I can now compare the `preds` to the `labels`

In [36]:
from datasets import load_metric

metric = load_metric("accuracy")
metric.compute(predictions=preds, references=predictions.label_ids)

Downloading builder script:   0%|          | 0.00/1.65k [00:00<?, ?B/s]

{'accuracy': 0.92948}

Here, I can see the fine-tuned version of distilbert-base-uncased has an accuracy of 92.94% on the test set.

#### 3. Wrongly classified samples

I will select 2 samples which have been wrongly classified in the test set.

In [61]:
result_imdb_test = preds != predictions.label_ids

In [63]:
wrong_imdb_test = np.where(result_imdb_test == True)
wrong_imdb_test

(array([   21,    30,    53, ..., 24976, 24995, 24998]),)

In [66]:
type(wrong_imdb_test[0])

numpy.ndarray

I will randomly select 2 samples and make sure that will be the same by using `seed`.

In [75]:
np.random.seed(42)
two_wrongly_index = np.random.choice(wrong_imdb_test[0], 2)
two_wrongly_index

array([16121, 20899])

In [77]:
two_wrongly_index[0]

16121

In [83]:
index = int(two_wrongly_index[0])
tokenized_datasets["test"][index]['text']

'I have read the other user comments and I am happy someone has compared it to the original by Kamal called Perumarzhakalam released in 2004.<br /><br />The original had a tight story and no loopholes as described above about the Indian Govt not having proper records, or even bad shoots and bloopers.<br /><br />The story is great and a touchy one and well described by others.

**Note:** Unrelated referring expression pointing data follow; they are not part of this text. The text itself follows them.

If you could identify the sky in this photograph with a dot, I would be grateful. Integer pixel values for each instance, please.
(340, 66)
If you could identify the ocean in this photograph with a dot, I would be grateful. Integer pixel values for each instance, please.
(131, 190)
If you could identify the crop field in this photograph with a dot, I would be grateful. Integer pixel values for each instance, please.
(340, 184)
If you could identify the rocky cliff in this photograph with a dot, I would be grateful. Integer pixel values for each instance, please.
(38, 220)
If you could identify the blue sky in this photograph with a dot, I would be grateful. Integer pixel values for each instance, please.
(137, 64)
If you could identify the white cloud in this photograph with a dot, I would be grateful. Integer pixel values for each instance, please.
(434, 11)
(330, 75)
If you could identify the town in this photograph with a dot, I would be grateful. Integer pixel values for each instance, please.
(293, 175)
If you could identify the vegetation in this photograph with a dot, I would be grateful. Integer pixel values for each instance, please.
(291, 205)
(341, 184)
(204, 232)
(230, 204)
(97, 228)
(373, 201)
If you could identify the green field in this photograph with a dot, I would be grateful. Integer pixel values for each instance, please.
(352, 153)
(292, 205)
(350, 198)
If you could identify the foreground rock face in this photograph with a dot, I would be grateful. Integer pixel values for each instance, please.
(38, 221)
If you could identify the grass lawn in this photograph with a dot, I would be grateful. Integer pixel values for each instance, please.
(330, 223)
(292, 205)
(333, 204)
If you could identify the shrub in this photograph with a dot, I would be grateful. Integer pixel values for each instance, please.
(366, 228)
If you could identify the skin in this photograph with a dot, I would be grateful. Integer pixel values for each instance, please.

But sadly Nagesh taking credit for it as his own story is a sad thing and amounts to nothing other than plagiarism.<br /><br />I guess he has been affected by Bollywood\'s so called "inspired" syndrome.<br /><br />He must at least give credit where it is due.<br /><br />I liked some of his older movies, but now I suspect if any of them were originals after all.<br /><br />Here is a link in IMDb for the original masterpiece. http://www.imdb.com/title/tt0425350/#comment I recommend everyone to see the original, even with subtitles if needed, to know what class direction and class acting is all about.'

In [84]:
index = int(two_wrongly_index[1])
tokenized_datasets["test"][index]['text']

"A twist of fate puts a black man at the head of an old-school, white-bred advertising firm. And he intends to make a few changes...<br /><br />One very strange piece of cinema. You'll either love it or hate it. Either way, you've never seen anything like it."